By the end of the two games Husband was muttering about something else: Bar Mitzvahzilla hadn't played. Today after practice he told me he doesn't expect to. Husband hit the roof but I chose to look at it in a more Zen-like manner.
When I was watching the game yesterday I forgot that my son hadn't actually been on the field because it seemed to me that just being a part of a team was something too - that his team playing was him playing. There were about four injuries during the overall game, moments during which both sides got down wordlessly on one knee and they and the spectators all showed respect for the injured player by clapping as he was taken off the field. Where would Bar Mitzvahzilla have gotten that experience, exactly, if not for football? That kind of reverence, of control, of understanding that sometimes you're a part of something bigger than just yourself. These are lessons I didn't learn till I was forty - that sometimes you just have to do a whole bunch of work and never know if there will be a payoff. That the work itself has meaning.

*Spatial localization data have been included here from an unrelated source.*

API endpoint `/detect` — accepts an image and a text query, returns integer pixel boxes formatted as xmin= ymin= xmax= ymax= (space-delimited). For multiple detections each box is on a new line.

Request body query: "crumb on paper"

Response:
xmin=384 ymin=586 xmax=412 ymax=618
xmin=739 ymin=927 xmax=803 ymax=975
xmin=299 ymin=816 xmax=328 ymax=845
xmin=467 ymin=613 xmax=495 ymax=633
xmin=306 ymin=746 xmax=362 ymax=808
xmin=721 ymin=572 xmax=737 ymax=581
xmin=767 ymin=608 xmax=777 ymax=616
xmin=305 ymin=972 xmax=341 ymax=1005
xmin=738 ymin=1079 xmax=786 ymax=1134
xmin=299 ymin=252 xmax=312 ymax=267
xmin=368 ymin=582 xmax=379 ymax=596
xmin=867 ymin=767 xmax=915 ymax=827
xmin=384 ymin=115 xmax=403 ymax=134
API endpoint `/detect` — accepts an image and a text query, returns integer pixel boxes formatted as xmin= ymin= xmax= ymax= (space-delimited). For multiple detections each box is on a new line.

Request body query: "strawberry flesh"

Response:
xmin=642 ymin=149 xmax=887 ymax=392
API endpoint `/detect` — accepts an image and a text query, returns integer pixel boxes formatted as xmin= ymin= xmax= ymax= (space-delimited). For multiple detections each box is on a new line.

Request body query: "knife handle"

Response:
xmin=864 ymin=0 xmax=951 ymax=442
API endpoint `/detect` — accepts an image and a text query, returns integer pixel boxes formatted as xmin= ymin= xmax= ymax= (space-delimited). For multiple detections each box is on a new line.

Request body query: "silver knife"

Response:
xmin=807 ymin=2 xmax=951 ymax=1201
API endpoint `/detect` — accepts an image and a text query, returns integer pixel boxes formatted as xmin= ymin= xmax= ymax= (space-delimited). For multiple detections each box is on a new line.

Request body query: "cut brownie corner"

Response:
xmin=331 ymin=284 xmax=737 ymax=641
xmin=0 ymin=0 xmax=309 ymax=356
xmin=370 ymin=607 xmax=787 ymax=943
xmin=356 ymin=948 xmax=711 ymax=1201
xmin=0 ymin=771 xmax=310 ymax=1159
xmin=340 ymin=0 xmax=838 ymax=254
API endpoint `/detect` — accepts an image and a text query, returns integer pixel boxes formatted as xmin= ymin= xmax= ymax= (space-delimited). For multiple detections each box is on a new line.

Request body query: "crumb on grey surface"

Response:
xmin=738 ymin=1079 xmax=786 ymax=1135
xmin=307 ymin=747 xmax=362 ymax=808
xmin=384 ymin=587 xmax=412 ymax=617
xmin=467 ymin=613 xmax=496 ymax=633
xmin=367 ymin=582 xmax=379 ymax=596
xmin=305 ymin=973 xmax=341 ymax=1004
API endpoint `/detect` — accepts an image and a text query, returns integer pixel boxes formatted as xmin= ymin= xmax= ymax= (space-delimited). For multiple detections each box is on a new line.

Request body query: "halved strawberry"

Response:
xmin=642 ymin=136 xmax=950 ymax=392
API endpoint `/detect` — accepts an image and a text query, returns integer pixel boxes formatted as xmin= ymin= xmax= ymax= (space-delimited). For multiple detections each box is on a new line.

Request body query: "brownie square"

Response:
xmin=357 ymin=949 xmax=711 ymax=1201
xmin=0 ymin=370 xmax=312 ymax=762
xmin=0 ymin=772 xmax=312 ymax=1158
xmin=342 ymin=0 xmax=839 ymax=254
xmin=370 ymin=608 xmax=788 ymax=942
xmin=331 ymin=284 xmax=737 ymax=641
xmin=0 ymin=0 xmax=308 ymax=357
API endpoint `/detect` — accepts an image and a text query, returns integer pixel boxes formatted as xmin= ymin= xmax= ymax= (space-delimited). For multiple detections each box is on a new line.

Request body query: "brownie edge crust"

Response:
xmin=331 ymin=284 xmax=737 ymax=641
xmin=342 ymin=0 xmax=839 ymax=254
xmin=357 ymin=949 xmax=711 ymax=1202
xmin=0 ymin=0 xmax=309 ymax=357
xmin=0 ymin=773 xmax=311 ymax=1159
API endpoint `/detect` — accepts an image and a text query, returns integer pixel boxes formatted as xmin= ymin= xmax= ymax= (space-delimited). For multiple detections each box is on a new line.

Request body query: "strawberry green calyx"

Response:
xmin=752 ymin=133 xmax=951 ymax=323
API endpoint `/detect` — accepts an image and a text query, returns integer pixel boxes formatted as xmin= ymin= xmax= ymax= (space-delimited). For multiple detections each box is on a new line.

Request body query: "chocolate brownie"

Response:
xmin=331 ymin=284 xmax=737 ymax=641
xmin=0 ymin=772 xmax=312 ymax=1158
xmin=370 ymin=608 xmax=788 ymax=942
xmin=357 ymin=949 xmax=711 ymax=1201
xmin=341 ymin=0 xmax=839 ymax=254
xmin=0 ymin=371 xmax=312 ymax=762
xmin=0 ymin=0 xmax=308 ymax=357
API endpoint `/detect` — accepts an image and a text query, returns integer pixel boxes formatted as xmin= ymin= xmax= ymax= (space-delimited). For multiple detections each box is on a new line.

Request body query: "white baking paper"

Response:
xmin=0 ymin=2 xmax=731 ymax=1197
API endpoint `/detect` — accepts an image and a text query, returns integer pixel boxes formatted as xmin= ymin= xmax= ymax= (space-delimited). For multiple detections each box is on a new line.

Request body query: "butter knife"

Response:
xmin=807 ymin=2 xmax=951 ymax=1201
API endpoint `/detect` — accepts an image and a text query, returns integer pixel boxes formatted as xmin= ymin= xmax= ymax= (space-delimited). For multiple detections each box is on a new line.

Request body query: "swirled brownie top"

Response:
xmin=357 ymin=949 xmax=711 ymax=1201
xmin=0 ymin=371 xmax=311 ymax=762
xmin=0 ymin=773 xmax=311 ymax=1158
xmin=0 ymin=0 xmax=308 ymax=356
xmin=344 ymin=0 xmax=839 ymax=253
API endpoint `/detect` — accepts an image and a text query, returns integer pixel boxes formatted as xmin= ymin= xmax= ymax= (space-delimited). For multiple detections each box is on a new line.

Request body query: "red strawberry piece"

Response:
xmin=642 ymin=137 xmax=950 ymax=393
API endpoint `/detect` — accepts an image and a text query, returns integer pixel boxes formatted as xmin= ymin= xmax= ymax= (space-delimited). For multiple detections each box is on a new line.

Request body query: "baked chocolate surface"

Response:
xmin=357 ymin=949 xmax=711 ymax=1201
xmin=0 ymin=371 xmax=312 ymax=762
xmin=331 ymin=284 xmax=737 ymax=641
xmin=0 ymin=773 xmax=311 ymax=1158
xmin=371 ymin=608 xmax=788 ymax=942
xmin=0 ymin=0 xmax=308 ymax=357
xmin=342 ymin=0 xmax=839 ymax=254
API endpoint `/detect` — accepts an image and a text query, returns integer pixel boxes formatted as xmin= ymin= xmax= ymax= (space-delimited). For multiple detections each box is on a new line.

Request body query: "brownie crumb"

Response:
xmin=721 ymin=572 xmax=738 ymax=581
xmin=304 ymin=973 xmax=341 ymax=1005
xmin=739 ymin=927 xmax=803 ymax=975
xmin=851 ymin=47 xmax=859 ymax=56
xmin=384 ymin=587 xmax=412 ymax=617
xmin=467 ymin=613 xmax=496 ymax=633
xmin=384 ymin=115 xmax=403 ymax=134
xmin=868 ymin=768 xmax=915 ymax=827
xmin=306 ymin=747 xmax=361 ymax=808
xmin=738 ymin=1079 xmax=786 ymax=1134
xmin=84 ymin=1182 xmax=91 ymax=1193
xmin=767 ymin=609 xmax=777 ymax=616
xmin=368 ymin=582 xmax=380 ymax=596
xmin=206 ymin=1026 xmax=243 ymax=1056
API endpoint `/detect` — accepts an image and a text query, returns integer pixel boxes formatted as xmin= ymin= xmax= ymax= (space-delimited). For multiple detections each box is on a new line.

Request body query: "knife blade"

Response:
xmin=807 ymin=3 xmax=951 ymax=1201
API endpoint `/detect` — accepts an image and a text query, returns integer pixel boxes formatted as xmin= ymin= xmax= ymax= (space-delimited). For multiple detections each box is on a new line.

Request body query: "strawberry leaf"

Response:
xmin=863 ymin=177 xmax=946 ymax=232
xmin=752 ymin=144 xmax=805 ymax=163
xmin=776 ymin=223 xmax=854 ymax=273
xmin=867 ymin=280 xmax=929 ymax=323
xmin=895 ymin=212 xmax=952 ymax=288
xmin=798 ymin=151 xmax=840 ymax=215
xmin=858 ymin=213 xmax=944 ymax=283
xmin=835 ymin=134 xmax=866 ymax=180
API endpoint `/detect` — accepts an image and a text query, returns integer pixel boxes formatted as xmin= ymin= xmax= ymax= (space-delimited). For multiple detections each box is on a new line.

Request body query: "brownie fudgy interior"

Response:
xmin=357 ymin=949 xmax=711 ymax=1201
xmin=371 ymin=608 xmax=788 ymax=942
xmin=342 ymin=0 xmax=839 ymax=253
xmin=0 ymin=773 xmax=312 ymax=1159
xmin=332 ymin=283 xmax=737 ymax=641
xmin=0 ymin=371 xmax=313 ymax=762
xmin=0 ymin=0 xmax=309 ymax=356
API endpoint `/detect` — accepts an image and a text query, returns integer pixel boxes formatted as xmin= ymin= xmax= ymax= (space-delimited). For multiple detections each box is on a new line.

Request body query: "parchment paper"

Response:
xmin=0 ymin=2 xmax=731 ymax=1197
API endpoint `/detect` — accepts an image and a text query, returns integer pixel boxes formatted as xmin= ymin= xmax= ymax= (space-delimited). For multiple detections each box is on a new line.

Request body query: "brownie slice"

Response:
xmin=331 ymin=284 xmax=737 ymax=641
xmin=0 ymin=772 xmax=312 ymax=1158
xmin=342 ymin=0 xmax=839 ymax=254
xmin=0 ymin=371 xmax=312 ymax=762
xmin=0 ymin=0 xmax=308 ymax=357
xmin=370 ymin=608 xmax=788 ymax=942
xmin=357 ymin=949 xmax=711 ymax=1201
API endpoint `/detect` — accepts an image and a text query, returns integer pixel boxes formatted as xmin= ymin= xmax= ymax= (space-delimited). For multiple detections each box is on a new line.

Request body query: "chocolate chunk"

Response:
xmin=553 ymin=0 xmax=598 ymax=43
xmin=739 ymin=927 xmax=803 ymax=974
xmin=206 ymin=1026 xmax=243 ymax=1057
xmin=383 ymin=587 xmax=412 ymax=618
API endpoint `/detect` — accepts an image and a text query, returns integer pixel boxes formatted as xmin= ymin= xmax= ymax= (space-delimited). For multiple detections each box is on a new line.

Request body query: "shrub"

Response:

Also, football's brought some unexpected benefits. There's the fact that he got to start high school knowing a lot of kids, and coming from private school that was a big deal. There's the fourteen pounds of pure muscle he's packed on his frame. There's the fact that on game day he gets to strut around campus in his jersey. And, not least of all, he gets to look up from his position - yes, right now his position seems to be standing and not playing - and see two parents and a sister who love him enough to schlep all over the planet to show support for his team and his endeavor. And sweat.
He can also see his mother who's learning, after nearly eighteen years of marriage to a football fanatic, to enjoy the game.
Do you ever feel like you should keep a list of all the things you did to show love to your kids that they don't appreciate? Giving out any sage advice to children lately? Football anyone?